Toen Van Aelst hier in 1994 general manager werd, bouwde hij meteen een ‘health center’. ‘Uit onderzoek bleek dat zeven van de tien zakelijke reizigers bij een keus uit twee gelijkwaardige hotels de aanwezigheid van een fitnessruimte de doorslag lieten geven. Verder zijn er een zaal van 900 vierkante meter en een executive lounge bijgekomen, en beschikken we als enige in Nederland over “four pipe airco”. Dat betekent koelen of verwarmen op elk gewenst moment, zonder water te vervangen. En natuurlijk hebben we draadloos breedband internet op alle kamers.’

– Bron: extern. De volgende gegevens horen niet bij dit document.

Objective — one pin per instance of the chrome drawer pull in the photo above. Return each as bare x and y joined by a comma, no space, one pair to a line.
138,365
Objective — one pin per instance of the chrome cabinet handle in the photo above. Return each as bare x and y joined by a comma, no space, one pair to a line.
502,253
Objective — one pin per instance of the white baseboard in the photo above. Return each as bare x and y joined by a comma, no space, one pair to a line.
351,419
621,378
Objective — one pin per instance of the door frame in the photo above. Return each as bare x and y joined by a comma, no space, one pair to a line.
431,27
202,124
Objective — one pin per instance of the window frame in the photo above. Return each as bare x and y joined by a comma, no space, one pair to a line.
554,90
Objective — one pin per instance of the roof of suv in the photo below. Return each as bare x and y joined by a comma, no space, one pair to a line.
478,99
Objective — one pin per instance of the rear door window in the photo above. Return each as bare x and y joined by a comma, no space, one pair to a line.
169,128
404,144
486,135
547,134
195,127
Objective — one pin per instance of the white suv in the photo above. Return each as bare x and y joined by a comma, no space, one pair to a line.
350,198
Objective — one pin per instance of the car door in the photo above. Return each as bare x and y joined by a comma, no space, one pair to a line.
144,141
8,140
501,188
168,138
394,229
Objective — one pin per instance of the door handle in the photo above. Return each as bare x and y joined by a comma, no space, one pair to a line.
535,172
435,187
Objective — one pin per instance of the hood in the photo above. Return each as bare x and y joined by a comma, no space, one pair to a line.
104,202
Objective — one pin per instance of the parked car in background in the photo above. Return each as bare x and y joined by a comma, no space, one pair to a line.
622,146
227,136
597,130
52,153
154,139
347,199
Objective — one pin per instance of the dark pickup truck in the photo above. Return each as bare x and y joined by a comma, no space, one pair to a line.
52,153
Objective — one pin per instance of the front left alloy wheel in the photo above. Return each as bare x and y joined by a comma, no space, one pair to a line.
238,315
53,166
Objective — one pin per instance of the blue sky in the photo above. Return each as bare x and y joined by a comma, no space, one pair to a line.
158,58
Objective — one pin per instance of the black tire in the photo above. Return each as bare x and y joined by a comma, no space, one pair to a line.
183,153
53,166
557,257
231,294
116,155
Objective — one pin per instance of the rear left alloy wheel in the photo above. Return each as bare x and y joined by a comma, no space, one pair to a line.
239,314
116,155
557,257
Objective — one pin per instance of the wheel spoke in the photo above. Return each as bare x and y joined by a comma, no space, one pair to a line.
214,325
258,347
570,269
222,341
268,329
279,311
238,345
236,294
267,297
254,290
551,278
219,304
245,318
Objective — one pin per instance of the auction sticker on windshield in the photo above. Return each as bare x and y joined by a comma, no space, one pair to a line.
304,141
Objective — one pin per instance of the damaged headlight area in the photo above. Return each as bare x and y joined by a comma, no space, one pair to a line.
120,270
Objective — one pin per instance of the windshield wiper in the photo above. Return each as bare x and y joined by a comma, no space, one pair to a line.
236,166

Maar wat zijn vijf sterren? Volgens de Benelux Hotelclassificatie is dat niet zo moeilijk. Van Aelst: ‘Ik hoop dat er nog eens een Europees of zelfs wereldwijd classificatiesysteem komt, zodat hotels echt met elkaar te vergelijken zijn. En dan nog: het gaat er altijd om wat de gast ervan vindt. Die beoordeelt een hotel op merk, locatie en reputatie, niet direct op sterren.’

Uitbreidingsplannen

Waarschijnlijk krijgt Okura er toch nog Europese vestigingen bij. ‘Dertig jaar na de start in Amsterdam zijn de uitbreidingsplannen weer uit de ijskast gehaald,’ vertelt Van Aelst. ‘De tijd is er rijp voor. Behalve ons hotel heeft Okura in Europa alleen een adviserende functie bij een restaurant bij Stockholm. Met name in Londen en Parijs heeft Okura echter interesse in expansie. Ik heb de eervolle opdracht gekregen me daarmee bezig te houden.’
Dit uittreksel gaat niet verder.